CBS Television Quiz was the first live television game show ever to be broadcast regularly, running from July 2, 1941 to May 25, 1942 on the fledgling CBS Television network.[2] It was an in-house network production and broadcast in black and white. The host was Gil Fates, with Frances Buss as scorekeeper.

Game play[edit]

Not much is known about the format of CBS Television Quiz, however it has been noted for giving contestants the answers and requiring the questions, predating Jeopardy![3] As Merv Griffin was a teenager in San Francisco at the time, it is unlikely he was aware of it, although his future wife Julann may have seen it. According to Griffin, she had originally suggested the "answer-and-question" idea to him.

Broadcast history[edit]

Televised game shows prior to the debut of CBS Television Quiz were "test episodes" for experimental purposes; one of these was Truth or Consequences (NBC Radio, July 1, 1941), while a show called Spelling Bee was broadcast (BBC, 1938). Quiz was the first regularly scheduled quiz program, but not the first to be sponsored, and aired on Wednesdays at 8:30 PM EST.

On October 2 the series moved to Thursdays, and on January 8 the show was reduced to 55 minutes for the network to present a five-minute news summary at 9:25 PM. Quiz moved to Mondays on February 2 and was now preceded by a civilian-defense program (later an American Red Cross program), which along with the news summary required the show itself to decrease to 50 minutes. The Red Cross program ended on March 30, allowing Quiz to re-expand to 55 minutes.
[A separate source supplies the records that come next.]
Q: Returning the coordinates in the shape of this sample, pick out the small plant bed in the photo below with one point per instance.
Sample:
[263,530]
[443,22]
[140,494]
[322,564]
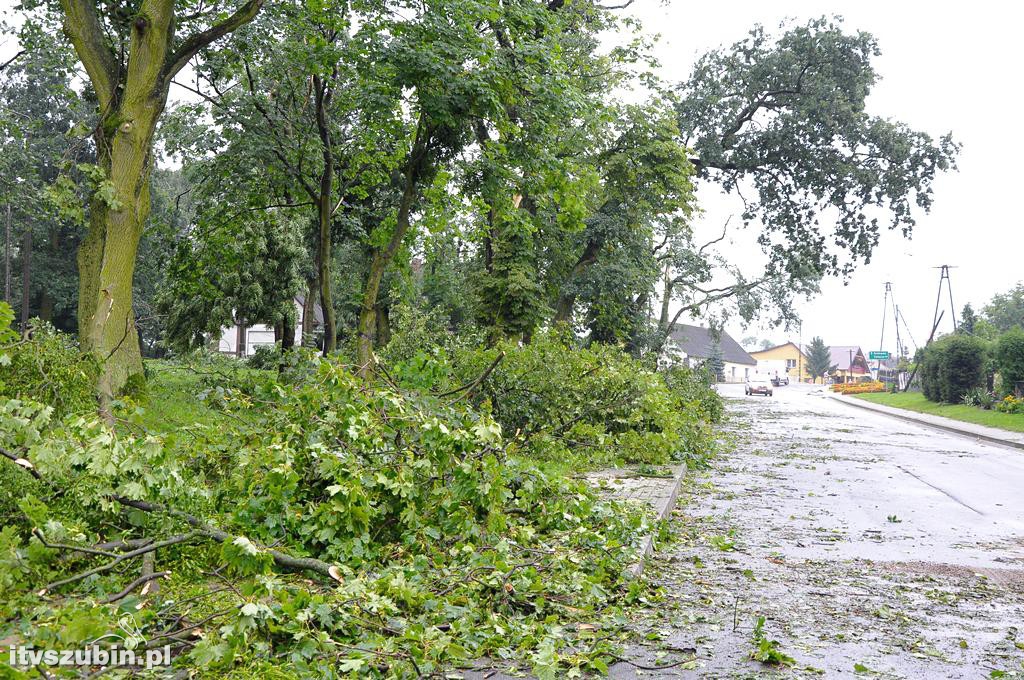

The series ended after 47 episodes on May 25, 1942 following a mandate two weeks earlier by the War Production Board to cease building television stations. Most of the shows then airing on both WCBW and WNBT, including Quiz, were removed in favor of war-related programming.

Fates would later produce and/or direct many Goodson-Todman game shows on the network (most notably What's My Line?), while Buss (later Frances Buss Buch) became CBS' first female director.

Episode status[edit]

CBS Television Quiz was aired live, prior to the adoption of kinescopes for recording programs and long before videotape. The show does not have any extant audio recordings or photographs, making it one of the few game shows to be completely lost.

References[edit]

  1. ^ "Status Guide – "CBS Television Quiz"". Television Obscurities. Retrieved 10 August 2010. 
  2. ^ "Television Obscurities - Television Programs in 1941". Television Obscurities. Retrieved 10 August 2010. 
  3. ^ Abelman, Robert (1998). Reaching a Critical Mass: A Critical Analysis of Television Entertainment. L. Erlbaum Associates. p. 270. ISBN 978-0-8058-2199-4.